Ku usap bibirnya yang sexy itu


"sayang, kamu bagai candu bagiku


entah mengapa aku selalu ingin selalu mencicipinya lagi ..dan lagi....!" ucapku memeluknya erat


Sisil membalas pelukanku.


"sayang junior bangun ?" ucapku berbisik ke telinganya


Sisil melepaskan pelukkannya dan melotot ke arahku.


"hahahah, kamu lucu sekali sayang bila terkejut seperti itu ?" ucapku tertawa dan segera memakai baju


Sisil hanya diam mematung di tempat saat aku menertawakan ekspresinya wajahnya yang lucu itu.


"kamu mempermainkanku ?" tanyanya kesal datang menghampiriku


"aku cuman bercanda sayang !" ucapku tertawa


"hahahah, ampun sayang.....hahah..." teriakku saat sisil terus saja mengelitiku tiada ampun


Dan saat dirinya lengah aku langsung menahan tangannya dan menindih tubuhnya di bawah tubuhku.


"lepaskan aku dion !" pintanya lepas dariku


"siapa yang memulai berarti dia yang harus dihukum !" ucapku sambil mengelitiki tubuh cesa


Dan saat kami sedang bersenda gurau tiba-tiba pintu kamar kami terbuka.


"kak, sam kan udah bilang di sebelah kamar itu ada seorang lelaki yang belum ternodai telinga dan matanya jadi bisa ngg sih kalian menghargai sam ?" ucapnya marah pada kami berdua


Kami lalu tertawa bersama, karena melihat wajah sammy yang marah tapi, terlihat sangat lucu untuk kami.


"apa kamu bilang ?apa kakak ngg salah denger ? bukannya kamu sudah punya pacar ?

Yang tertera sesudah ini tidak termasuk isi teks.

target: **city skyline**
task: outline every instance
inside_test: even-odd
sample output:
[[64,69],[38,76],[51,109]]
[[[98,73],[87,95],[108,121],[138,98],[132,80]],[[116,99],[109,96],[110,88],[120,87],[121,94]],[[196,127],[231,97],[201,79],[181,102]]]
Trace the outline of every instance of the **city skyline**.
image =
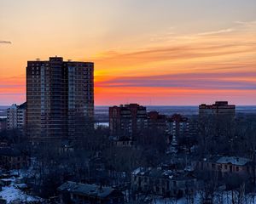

Pasti kalian juga sering bercanda seperti ini kan ?" tanya sisil sambil terus tertawa


"ngg penting ! soal itu....itu....


itu.....ribet ! udah sam mau belajar jangan berisik !" ucapnya kesal sambil membanting pintu


"kamu sih, jadi sam marah tuh !" ucapku pada sisil


"justru kamu yang mulai dion !" ucapnya menyalahkanku


"kamu"


"kamu sayang"


"kamu"


"kamu"


"diaaaammmmm...." ucap sammy di belakang pintu


Seketika aku dan sisil terdiam mendengar suara teriakkan sammy.


"dion, sepertinya sam punya masalah deh ?"


ucap sisil


"iya, apa mungkin dia iri karena kita selalu bermesraan ?" tanyaku bingung


"Entah, sepertinya dia ada masalah ma ceweknya


buktinya saat kita menikah dia tidak membawa pacarnya ke sini ?" ucapnya sama bingungnya denganku.


"Nanti aku akan mengajaknya untuk bicara !" ucapku mengelus pucuk kepala sisil


Kami pun turun ke bawah untuk makan. Karena kami belum sarapan sejak tadi.